だが、裏にUSB端子が搭載されており、PCとつなげることでアナログレコードのサウンドをデジタル録音・保存できる機能が搭載されている。
ポイントは、ハイレゾのフォーマットで保存できるところだ。アナログレコードの持つ芳醇なサウンドをあますところなく保存するには、ハイレゾフォーマットがふさわしい、というわけである。
アナログレコードで音楽を楽しんできたシニア世代はもとより、ちょっぴりレコードに興味を持っている若者や、クラブ文化にどっぷりはまっているDJ予備軍までもが、気を引き興味をそそられる魅力的なアイテムとして設計されているようだ。
純粋にレコードプレーヤーとして使用するのみならず、部屋で眠っているレコードを引っ張りだして、今一度デジタルオーディオプレーヤーやスマホで持ち運ぼうじゃないか、という思いも込められているようにみえる。スペック云々以前に、そのコンセプトが眩しいアイテムだ。
デジタル全盛にありながら、世界規模でアナログ回帰のムーブメントも沸き起こるという2016年の音楽シーンにおいて、1960年代から50年にも及ぶミュージックシーンをリアルタイムで生きてきたピーター・バラカンにアプローチ、話を訊いてみた。アナログレコードからデジタルまで様々なフォーマットで世界中の音楽に精通する彼を通し、音楽の変遷に伴う音楽のたしなみ方とともに、アナログプレーヤーの最新事情に迫ってみたい。
取材・文:BARKS編集長 烏丸哲也
──アナログレコードが自宅の玄関にも置いてあるとお聞きしましたが、本当ですか?
ピーター・バラカン:
玄関にもあります(笑)。Fm yokohamaでアナログ盤しかかけないというラジオ番組「アナログ特区」を毎週やってきていたので、もう玄関にも置きっぱなしで。片付けないといけませんね。
──アナログが当たり前だった時代から、CDそしてデジタルと音楽流通はドラスティックな変化を遂げてきましたが、バラカンさんは、全てのメディアを体感してきていますよね。
ピーター・バラカン:
初めてレコードを買ったのは1960年ですから、9歳の時ですね。45回転のシングル盤でした。
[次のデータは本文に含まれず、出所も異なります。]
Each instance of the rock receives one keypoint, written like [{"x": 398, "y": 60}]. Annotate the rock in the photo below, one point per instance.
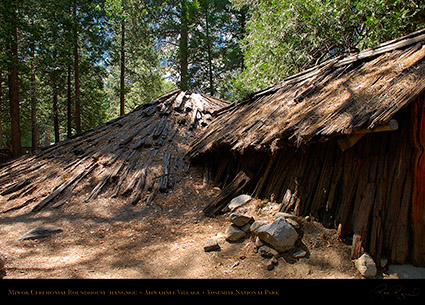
[
  {"x": 211, "y": 245},
  {"x": 258, "y": 243},
  {"x": 279, "y": 234},
  {"x": 271, "y": 263},
  {"x": 41, "y": 232},
  {"x": 299, "y": 254},
  {"x": 293, "y": 223},
  {"x": 366, "y": 266},
  {"x": 284, "y": 215},
  {"x": 233, "y": 233},
  {"x": 240, "y": 219},
  {"x": 406, "y": 272},
  {"x": 256, "y": 225},
  {"x": 220, "y": 238},
  {"x": 266, "y": 251},
  {"x": 239, "y": 201}
]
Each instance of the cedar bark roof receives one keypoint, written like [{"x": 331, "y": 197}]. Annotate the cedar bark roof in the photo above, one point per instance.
[
  {"x": 134, "y": 156},
  {"x": 338, "y": 97}
]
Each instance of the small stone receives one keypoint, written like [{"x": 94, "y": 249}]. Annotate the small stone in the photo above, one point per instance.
[
  {"x": 366, "y": 266},
  {"x": 41, "y": 232},
  {"x": 220, "y": 238},
  {"x": 233, "y": 233},
  {"x": 270, "y": 264},
  {"x": 256, "y": 225},
  {"x": 285, "y": 215},
  {"x": 246, "y": 227},
  {"x": 240, "y": 220},
  {"x": 239, "y": 201},
  {"x": 258, "y": 242},
  {"x": 293, "y": 223},
  {"x": 266, "y": 251},
  {"x": 299, "y": 254},
  {"x": 211, "y": 245},
  {"x": 279, "y": 234}
]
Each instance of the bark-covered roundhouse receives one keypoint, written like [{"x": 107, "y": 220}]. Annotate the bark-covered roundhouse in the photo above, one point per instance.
[
  {"x": 134, "y": 156},
  {"x": 343, "y": 141}
]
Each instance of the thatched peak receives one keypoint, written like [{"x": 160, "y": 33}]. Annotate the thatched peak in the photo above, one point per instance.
[
  {"x": 134, "y": 156},
  {"x": 338, "y": 97}
]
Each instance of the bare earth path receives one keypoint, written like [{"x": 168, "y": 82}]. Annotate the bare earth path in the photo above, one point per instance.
[{"x": 109, "y": 238}]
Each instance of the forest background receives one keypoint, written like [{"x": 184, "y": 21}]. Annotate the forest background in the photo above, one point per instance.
[{"x": 67, "y": 66}]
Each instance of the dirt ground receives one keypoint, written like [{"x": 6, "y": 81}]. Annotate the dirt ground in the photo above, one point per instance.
[{"x": 109, "y": 238}]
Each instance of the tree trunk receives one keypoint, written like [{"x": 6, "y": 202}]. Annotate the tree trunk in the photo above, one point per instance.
[
  {"x": 184, "y": 34},
  {"x": 122, "y": 76},
  {"x": 69, "y": 104},
  {"x": 55, "y": 109},
  {"x": 34, "y": 127},
  {"x": 1, "y": 107},
  {"x": 210, "y": 73},
  {"x": 77, "y": 117},
  {"x": 14, "y": 85},
  {"x": 418, "y": 194}
]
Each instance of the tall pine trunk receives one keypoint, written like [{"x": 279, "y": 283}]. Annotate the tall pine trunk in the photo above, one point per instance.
[
  {"x": 1, "y": 107},
  {"x": 209, "y": 57},
  {"x": 183, "y": 46},
  {"x": 69, "y": 104},
  {"x": 77, "y": 117},
  {"x": 13, "y": 78},
  {"x": 55, "y": 108},
  {"x": 122, "y": 76},
  {"x": 34, "y": 127}
]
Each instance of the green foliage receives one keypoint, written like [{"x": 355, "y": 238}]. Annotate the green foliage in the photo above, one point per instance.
[
  {"x": 228, "y": 48},
  {"x": 285, "y": 37}
]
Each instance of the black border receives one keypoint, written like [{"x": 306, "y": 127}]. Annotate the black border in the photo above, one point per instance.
[{"x": 355, "y": 290}]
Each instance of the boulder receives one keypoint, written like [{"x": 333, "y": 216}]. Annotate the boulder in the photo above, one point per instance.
[
  {"x": 240, "y": 219},
  {"x": 239, "y": 201},
  {"x": 256, "y": 225},
  {"x": 279, "y": 234},
  {"x": 233, "y": 233},
  {"x": 406, "y": 272},
  {"x": 366, "y": 266}
]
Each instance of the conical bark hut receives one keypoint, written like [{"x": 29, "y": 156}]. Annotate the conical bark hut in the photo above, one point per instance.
[
  {"x": 134, "y": 156},
  {"x": 342, "y": 141}
]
──ここにきて、アナログへの再評価が世界的なトレンドになっていますが、バラカンさんもそう感じていますか?
ピーター・バラカン:
今でもCDがメインなのは変わりませんけど、CDとアナログとハイレゾを聴き比べる実験を何度かしたことがあります。かなりいい機材を使って大きな音で聴き比べるんですが、少なくとも僕の耳にはアナログの方が心地良く感じます。
──どういう点でですか?
ピーター・バラカン:
自分がアナログの時代に育った人間だから、昔の体験/記憶が心地よくてそう感じる…可能性もあります。
──いわゆる思い出補正ですね。
ピーター・バラカン:
でも、聴き比べするのが全て昔の音源というわけでもないんですよ。真新しいものもありますしデジタル録音されたものもあります。フルデジタルの音源などは、ハイレゾがホントはマスターテープに一番近い音のはずなんですけど、それでもアナログで聞いた時のほうが気持ち良いというか…理屈じゃないんですが。
──若い人たちはどんな反応でした?
ピーター・バラカン:
ほぼ僕と同じ意見でした。もちろん人によっては「このアルバムはハイレゾの方がいい」みたいな意見もありましたし、それは当然だと思いますけどね。人の耳はみんなぞれぞれ違うし、生まれた時代や聞いてきた体験的な違いも影響すると思いますから、そもそも正解はありません。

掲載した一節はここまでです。